Like it or not, there’s a consumer-facing nature to the advisory business with the “consumer” obviously being the client.
Advisors shouldn’t be daunted by that. After all, they signed up for it and without clients, there’s no advisory industry to speak of. Experienced advisors know that the more satisfied clients are, the more likely they are to be long-term clients, recommend the advisor to colleagues and friends and encourage their heirs to remain with the advisor after they pass.
That is to say soft skills matter and it goes without saying that knowing what clients are looking for is important, too. Something that is of equal or greater value: Knowing what clients are NOT looking, what irks them and what can turn them into former clients.
Advisors need not fret because some of the things that perturb clients are easily fix and require little to do so.
Behaviors Clients Detest
Recent research by Morningstar turned up 15 frequent “misdeeds” committed by advisors.
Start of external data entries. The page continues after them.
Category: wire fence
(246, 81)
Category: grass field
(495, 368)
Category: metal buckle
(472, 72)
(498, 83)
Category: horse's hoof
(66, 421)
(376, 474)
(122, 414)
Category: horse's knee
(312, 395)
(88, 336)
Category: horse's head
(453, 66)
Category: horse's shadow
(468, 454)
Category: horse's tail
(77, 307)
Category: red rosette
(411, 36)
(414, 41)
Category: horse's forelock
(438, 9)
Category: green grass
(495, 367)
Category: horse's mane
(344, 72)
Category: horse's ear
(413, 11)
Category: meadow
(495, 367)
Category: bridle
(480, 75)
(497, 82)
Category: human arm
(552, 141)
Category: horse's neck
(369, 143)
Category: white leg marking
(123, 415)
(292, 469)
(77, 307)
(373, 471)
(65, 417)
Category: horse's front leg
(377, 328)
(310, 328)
The research firm proceeded to polls clients on the ones that most upset them. Perhaps not surprisingly, failure to adequately and clearly articulate fees topped the list.
That was followed by advisors taking more than a week to accomplish tasks and next up was using too much financial jargon. As an advisor, put yourself on the receiving end of those behaviors. It’s not attractive, is it?
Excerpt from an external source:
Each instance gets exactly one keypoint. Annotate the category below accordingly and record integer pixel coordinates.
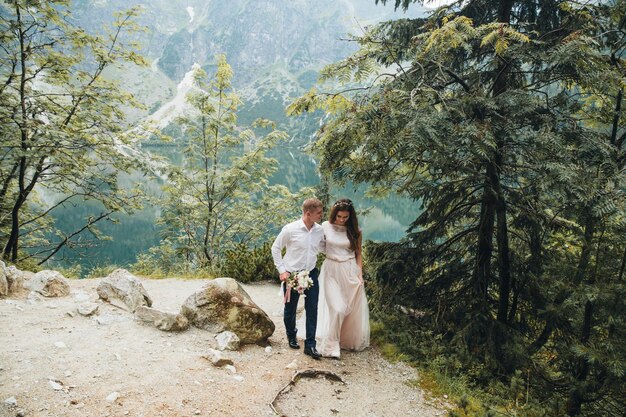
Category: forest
(502, 121)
“Some of the advisor behaviors we investigated in our research may seem harmless on the surface but can lead to disastrous wounds over time,” notes Mornigstar’s Samantha Lamas. “It’s all too easy to wave off these results, with the claim that you (as a financial advisor) don’t do these things to your clients. Other advisors use financial jargon that leave clients confused or speed past investment explanations. Not you, of course. Unfortunately, we find more than half of the clients experienced each of these behaviors with their own advisors—making these behaviors a lot more common than any advisor should be comfortable with.”
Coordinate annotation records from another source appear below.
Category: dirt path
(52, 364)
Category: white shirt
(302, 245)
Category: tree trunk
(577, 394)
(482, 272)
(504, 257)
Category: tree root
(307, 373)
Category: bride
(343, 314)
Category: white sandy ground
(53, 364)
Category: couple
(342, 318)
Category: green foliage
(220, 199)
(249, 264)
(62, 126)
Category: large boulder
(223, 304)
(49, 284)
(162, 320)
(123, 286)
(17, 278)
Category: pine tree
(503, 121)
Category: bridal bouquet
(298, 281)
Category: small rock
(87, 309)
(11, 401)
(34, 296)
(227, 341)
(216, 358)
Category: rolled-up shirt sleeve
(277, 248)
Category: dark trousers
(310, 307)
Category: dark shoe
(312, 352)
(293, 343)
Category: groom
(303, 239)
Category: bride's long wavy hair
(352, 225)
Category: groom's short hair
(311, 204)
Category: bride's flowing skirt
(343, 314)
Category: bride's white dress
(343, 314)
Next up on the list are investment-specific mistakes committed by advisors. Interestingly, these aren’t directly related to performance. Clients, not surprisingly, aren’t keen on advisors pitching investments without going into detail about the idea or product.
Likewise, more clients are frustrate by advisors that propose investments that don’t align with personal values. That’s something to put added emphasis on when working with younger clients.
Something Else to Avoid, One to Embrace
The other two factors that drive clients away are cumbersome paperwork and practices that are not holistic. More technology, including artificial intelligence (AI) can improve efficiencies and reduce paperwork.
Second, broadening a practice’s offerings is to the benefit of principles too because it can increase revenue and client satisfaction. Fortunately, advisors can easily and swiftly take steps to bolster client satisfaction.
“The first step is a checklist that advisors can use before and during a conversation with a client, so they can reflect and address the top five disliked behaviors we found in our research,” concludes Lamas. “Step two is a follow-up survey template that advisors can send to clients after a meeting. The survey subtlety asks the client if they experienced any of the top five disliked behaviors during their meeting with their advisor. Compared with being face-to-face, the online format of the survey may encourage honest feedback; instead of being put on the spot, clients have time to reflect on the meeting and provide comprehensive feedback.”